The major shortcoming of EAV is that it is hard to represent hierarchical data. In the example above, it is difficult to find a representation of an article with multiple authors that keeps author first- and surnames together, while simultaneously being simple to query. For this, major RDBMSs now support documents – not just as a CLOB, but as JSON or XML. These provide the advantage of storing an entire entity in a single row, and of correctly representing nested and array data structures. The downside is that the entire document now needs to be parsed at query time, which is slow.
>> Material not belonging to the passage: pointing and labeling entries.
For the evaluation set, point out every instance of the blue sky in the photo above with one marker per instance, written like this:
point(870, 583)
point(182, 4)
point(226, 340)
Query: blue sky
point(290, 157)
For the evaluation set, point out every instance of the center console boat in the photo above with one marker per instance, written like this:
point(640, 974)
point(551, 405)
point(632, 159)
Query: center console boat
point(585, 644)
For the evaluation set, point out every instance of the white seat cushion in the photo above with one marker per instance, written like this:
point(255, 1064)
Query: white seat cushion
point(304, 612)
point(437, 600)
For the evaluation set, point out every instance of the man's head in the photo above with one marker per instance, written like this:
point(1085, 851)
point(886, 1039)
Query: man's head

RDBMSs make up for this by allowing indexes to be defined for particular filters, and some go further, allowing those indexes to be used in aggregates.
Not content to rely on the RDBMSs’ capabilities to support efficient filtering and aggregation on documents, some deployments make use of an additional technique: once an attribute meets some threshold of utility, it is promoted into a new top-level column. This enables the fast filter and aggregation queries that RDBMSs are so good at, while also supporting the schema flexibility of a document store. In most databases, maintaining consistency between the documents and the columns is left as an exercise for the DBA; Vertica, in particular, supports this kind of promotion as a first class operation.
At Tamr, we have found that an RDBMS can be an entirely appropriate back-end for an application that requires data flexibility. Using the techniques outlined here, arbitrary data can be loaded into the RDBMS with no DBA intervention. As the structure of the data becomes apparent, that structure can be persisted in the RDBMS and shared with all users, benefiting future work. And those aspects of the data most important for efficient operation can be promoted into top-level columns. In this way, we get to have our cake and eat it too, and it is delicious!